Launching a new product for developers and DBAs at Redgate

Project Background

I joined Redgate software while living overseas in the U.K. It was an opportunity to work with a group of really talented designers and engineers solving very technical, complex problems for our customers, primarily developers and database admins.

The core technology behind SQL Clone was created during a Down Tools Week and allowed users to create tiny copies – or clones – of production or testing databases. I joined the team as their designer shortly after it was given the green light to built it into a product.

"Allison demonstrated a real passion for the craft of design; bringing empathy, problem-solving and creativity to every project she worked on."

– Matthew Godfrey, Head of Product Design at Redgate

User research

Most of my early work on SQL Clone was performing research to learn more about the problem space and our users. I encouraged my product team to join in on the calls and maintained a board in our space where we kept track of questions and new things we learned about our users.

Gatherings from research proved SQL Clone was something DBAs wanted to free their time of the repetitive, time consuming work of provisioning requests. But they were reluctant to a completely automated or self-serve model for privacy and security reasons. In contrast, developers were excited by the idea of access to isolated, up-to-date versions of actual production data. The design needed to consider an experience that would cater for both of these end users.

"The thing about Allison that really stands out for me is her competency across the spectrum of design work.

This makes her a great asset for the product teams she works with; being equally comfortable with research for discovery as she is with validating feature ideas or putting the details on the user interface."

– Adam Parker, UX Lead at Redgate

Product flows

After talking to potential customers the team felt confident about the scope of the problem we were solving and for who. The engineers built out the technical requirements and I began mapping out end-to-end flows for the product.

Once we had a solid workflow that supported the installation of the software and creating clones, I identified key views that needed to be designed and started sketching wireframes.

I moved to visual design and created a clickable prototype so we could get something in front of users as soon as possible to see if the workflow was clear and conceptually, they understood what the product was trying to do. The more validation we got from these users, the more I pushed the fidelity of the prototype.

Design process

The way SQL Clone works is the user installs the software on the server and the machines that will be creating the clones. This one-time installation process had some technical constraints and design considerations, like requiring the user to have certain permissions and perform manual tasks.

Once the software is installed, for the user to create a clone they have to create an image first, which is an immutable snapshot of the database at that given time.
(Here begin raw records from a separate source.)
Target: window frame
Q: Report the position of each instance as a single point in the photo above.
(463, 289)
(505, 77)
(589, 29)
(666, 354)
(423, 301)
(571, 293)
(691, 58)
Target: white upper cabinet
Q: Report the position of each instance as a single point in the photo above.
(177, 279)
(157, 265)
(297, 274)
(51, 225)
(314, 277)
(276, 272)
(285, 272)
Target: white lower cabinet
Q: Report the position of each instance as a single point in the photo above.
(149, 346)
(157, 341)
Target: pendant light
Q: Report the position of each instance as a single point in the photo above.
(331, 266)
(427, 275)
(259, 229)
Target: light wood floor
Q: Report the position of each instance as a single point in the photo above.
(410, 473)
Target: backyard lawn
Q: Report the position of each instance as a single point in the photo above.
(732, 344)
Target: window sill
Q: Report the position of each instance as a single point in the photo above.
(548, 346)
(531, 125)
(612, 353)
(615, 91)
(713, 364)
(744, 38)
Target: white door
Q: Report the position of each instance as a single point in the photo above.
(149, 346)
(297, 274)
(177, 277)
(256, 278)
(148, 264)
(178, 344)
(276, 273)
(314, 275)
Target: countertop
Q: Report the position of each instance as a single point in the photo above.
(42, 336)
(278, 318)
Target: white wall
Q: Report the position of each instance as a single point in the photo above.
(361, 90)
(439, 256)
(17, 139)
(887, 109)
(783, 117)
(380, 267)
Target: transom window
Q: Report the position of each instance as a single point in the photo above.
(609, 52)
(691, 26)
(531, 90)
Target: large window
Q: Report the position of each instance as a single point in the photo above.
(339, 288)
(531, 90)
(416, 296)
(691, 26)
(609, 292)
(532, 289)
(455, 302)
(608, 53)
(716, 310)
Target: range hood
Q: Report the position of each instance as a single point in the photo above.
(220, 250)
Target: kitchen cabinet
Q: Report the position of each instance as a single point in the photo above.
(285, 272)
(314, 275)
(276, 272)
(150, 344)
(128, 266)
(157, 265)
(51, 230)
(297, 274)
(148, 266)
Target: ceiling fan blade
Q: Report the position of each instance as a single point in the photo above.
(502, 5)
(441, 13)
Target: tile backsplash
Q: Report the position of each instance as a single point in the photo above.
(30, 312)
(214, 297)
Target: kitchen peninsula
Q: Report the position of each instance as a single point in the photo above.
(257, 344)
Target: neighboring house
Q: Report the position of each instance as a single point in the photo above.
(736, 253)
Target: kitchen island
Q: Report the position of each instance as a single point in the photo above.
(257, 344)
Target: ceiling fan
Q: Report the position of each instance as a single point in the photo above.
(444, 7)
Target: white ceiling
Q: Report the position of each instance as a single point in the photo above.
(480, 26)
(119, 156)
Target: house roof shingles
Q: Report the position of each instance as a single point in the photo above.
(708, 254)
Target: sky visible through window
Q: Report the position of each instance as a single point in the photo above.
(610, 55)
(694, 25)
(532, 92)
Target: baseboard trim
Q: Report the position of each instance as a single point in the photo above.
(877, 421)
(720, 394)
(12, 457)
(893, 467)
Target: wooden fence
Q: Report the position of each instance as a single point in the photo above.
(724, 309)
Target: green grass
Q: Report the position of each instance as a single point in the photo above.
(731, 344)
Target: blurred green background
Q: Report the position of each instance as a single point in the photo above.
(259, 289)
There needed to be a view for creating and managing those images and clones and a repeatable UI component for what they looked like. That view needed to scale in order to account for dozens of images and clones.

Iterating on the design

Users found information like the server and database helpful for filtering images and were receptive to the idea of being able to collapse them into smaller cards to view more at once.

From this
To this

Onboarding experiments

I designed and tested variations of the welcome screen users landed on after successfully installing SQL Clone. In one version, they could jump in and clone a sample database, experiencing the value of the product right away. In another version, I illustrated step-by-step instructions.

The sample image was so successful with users that it also inspired a demo environment on the product page at so potential users could interact with the product before even downloading or installing it.

User-driven features

After launching the product into beta we continued talking to users, observed them using the product, and welcomed their ideas for how to improve it.

One of the most requested features was scheduling. DBAs wanted to automatically create images at the same time every week, since it’s the most time consuming and repetitive task. Another user-driven feature we started exploring was image modification, so users could mask out sensitive data.

"Allison challenged and changed the status quo for product design in our organisation.

We now have a product that not only looks and works like modern software should, but takes a significant amount of technical complexity and distils it into something that is clear and comprehensible for our customers."